One of my favorite examples of media is the documentary, Black Fish, which I recommend everyone watch. It is a great example of how we are able to shed light on important issues that society needs to be confronted with.

I want to first say these are only my opinions. I am a liberal and have been very lucky to spend most of my 20s traveling and working hard, experiencing life around the world and having profound experiences in the natural world, mostly due to my passion for surfing. I have recently felt more and more obligated to place a small part of the blame on myself for many of the things that are happening in Canada that I don’t agree with. This weighs heavily on my mind. I believe that the world is at a breaking point and deteriorating at a rapid rate. But, in my mind, this creates an amazing opportunity for positive change on a massive level. The evidence is all right in front of our eyes. I am 29 years old; I have watched the world unfold at an astounding rate. I remember watching America vote for President Bush… twice. I have seen the ice caps melt thanks to a documentary, Chasing Ice. I have witnessed the bank bailouts on Wall Street, I have experienced the industrialization of the food industry, the mass extinction of a large percentage of the world’s animals, the BP oil spill and saddest of all, I am watching the ocean suffer because of Fukushima and many other terrible tragedies.

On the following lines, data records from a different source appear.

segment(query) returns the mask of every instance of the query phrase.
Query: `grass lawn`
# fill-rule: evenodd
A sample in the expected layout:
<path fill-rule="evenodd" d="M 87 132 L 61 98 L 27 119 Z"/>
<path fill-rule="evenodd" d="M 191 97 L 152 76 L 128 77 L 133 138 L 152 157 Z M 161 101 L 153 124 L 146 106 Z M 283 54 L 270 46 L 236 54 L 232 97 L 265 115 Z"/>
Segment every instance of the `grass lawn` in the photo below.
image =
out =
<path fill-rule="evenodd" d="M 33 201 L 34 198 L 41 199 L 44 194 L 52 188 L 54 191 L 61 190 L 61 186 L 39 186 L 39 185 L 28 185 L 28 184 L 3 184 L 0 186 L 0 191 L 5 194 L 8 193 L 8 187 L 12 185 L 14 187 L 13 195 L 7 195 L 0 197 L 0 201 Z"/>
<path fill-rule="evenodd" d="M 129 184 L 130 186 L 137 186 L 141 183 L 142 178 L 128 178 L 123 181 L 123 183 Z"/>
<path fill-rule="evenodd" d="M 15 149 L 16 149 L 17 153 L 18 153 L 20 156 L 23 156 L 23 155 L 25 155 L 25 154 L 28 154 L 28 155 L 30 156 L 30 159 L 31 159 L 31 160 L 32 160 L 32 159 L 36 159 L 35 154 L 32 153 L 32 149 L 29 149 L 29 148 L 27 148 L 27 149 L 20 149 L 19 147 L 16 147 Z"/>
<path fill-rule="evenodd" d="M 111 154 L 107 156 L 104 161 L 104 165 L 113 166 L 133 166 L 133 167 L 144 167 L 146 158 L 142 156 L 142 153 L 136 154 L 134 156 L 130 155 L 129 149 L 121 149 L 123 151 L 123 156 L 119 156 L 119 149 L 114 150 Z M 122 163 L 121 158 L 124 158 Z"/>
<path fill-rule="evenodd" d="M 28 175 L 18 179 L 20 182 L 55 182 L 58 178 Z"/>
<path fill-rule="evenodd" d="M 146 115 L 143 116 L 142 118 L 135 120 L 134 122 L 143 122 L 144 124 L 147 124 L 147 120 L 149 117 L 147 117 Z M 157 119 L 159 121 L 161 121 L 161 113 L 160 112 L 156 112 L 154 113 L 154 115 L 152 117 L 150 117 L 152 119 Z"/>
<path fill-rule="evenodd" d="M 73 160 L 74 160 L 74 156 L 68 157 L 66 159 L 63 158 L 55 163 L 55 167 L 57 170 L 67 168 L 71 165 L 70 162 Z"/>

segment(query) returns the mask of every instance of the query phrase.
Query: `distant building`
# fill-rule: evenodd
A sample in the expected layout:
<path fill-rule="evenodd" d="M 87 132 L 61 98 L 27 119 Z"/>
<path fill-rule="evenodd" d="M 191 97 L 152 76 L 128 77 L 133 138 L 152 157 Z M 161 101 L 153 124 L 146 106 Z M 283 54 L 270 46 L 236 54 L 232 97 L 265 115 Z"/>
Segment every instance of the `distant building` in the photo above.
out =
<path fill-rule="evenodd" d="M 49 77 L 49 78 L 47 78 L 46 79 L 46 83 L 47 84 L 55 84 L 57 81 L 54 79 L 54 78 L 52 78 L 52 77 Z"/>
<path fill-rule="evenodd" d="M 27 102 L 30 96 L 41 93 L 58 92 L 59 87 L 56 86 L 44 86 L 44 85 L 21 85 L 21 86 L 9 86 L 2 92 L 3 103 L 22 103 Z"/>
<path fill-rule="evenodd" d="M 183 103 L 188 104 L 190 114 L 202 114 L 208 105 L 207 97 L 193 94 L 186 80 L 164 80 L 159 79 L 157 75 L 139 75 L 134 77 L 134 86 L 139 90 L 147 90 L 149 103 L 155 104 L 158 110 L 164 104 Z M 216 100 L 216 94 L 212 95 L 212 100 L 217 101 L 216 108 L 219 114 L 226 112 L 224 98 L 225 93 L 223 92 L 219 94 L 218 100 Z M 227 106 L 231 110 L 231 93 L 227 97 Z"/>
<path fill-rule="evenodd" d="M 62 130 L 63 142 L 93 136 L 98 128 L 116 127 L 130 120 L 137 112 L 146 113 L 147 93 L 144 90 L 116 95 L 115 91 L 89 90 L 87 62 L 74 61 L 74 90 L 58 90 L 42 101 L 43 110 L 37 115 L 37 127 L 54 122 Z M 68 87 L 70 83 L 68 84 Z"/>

All of these things have happened in front of our eyes, and they are continuing to happen. If each of us does not take personal responsibility, then we will fail as a community. The even bigger issue to me is the fact that the answers are available to us. Scientists have provided us with answers to many of the world’s biggest problems. All of this talk of a bleak outcome for the economy and no jobs for the youth of today, so what do we do next? The answers to these questions are the opportunity for us to have meaningful careers, to work in collaboration with the world and to spend the next 100 years trying to save it! I urge you to, please, instead of turning on CNN, watch at least one TED talk. It will give you some great insight as to the possibilities we have as a global community.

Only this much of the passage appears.